Nel caso di specie il marito aveva consumato la relazione extraconiugale pubblicamente, quasi ostentandola, senza preoccuparsi della dignità, del decoro, della riservatezza e della salute della moglie, comportandole un’umiliazione che l’aveva spinta a chiedere il risarcimento per le sofferenze provocatole. La Suprema Corte ha accolto tale richiesta di risarcimento dei danni, fisici e morali, non ritenendo rilevante la rinuncia alla pronuncia di addebito da parte del coniuge tradito; si deve da subito premettere che dopo questa sentenza tale risarcimento non sarà automatico per ogni tipo di tradimento ma solo quando entreranno in gioco diritti fondamentali ed inviolabili.

Il dovere di fedeltà, difatti, non è un diritto costituzionalmente garantito ma dalla sua violazione potrebbe discendere la lesione di un diritto tutelato dalla Carta Costituzionale, quale ad esempio il diritto alla salute e alla tutela della propria dignità.

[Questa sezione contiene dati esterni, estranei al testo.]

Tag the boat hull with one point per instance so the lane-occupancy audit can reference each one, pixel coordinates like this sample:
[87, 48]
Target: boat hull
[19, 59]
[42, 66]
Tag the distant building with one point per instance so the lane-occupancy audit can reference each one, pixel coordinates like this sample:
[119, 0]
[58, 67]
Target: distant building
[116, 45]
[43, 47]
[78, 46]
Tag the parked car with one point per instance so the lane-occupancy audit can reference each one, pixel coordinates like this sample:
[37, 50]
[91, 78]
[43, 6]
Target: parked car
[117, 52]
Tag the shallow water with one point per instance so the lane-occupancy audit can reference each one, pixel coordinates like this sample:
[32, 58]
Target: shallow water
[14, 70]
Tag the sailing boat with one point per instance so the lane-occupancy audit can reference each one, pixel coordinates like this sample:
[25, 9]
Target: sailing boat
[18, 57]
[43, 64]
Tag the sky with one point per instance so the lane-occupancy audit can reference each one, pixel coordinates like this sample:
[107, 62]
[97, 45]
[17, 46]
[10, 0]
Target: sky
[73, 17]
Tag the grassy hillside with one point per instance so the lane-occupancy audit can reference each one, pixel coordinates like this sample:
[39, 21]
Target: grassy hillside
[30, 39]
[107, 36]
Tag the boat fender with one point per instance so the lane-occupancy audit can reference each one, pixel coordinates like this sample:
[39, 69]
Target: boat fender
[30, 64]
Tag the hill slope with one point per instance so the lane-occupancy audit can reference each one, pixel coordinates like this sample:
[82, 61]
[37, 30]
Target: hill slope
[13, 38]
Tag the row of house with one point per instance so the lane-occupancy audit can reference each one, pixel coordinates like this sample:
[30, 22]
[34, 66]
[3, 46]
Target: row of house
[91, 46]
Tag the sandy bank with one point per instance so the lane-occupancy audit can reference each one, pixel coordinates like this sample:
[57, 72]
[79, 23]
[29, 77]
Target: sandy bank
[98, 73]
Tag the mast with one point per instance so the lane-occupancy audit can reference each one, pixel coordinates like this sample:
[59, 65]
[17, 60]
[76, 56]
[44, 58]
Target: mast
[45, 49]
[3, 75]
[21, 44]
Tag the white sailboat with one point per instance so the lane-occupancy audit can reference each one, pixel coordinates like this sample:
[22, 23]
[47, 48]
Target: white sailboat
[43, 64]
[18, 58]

Inoltre la Corte afferma un principio nuovo, in base al quale, la suddetta azione di risarcimento è autonoma rispetto alla domanda di separazione e di addebito; il richiedente dovrà solo dimostrare, che quel comportamento illegittimo ha provocato la lesione di un diritto costituzionalmente protetto, per esempio il diritto alla salute, non risultando più necessario richiedere l’addebito della separazione prima di formulare la richiesta di risarcimento dei danni endofamiliari.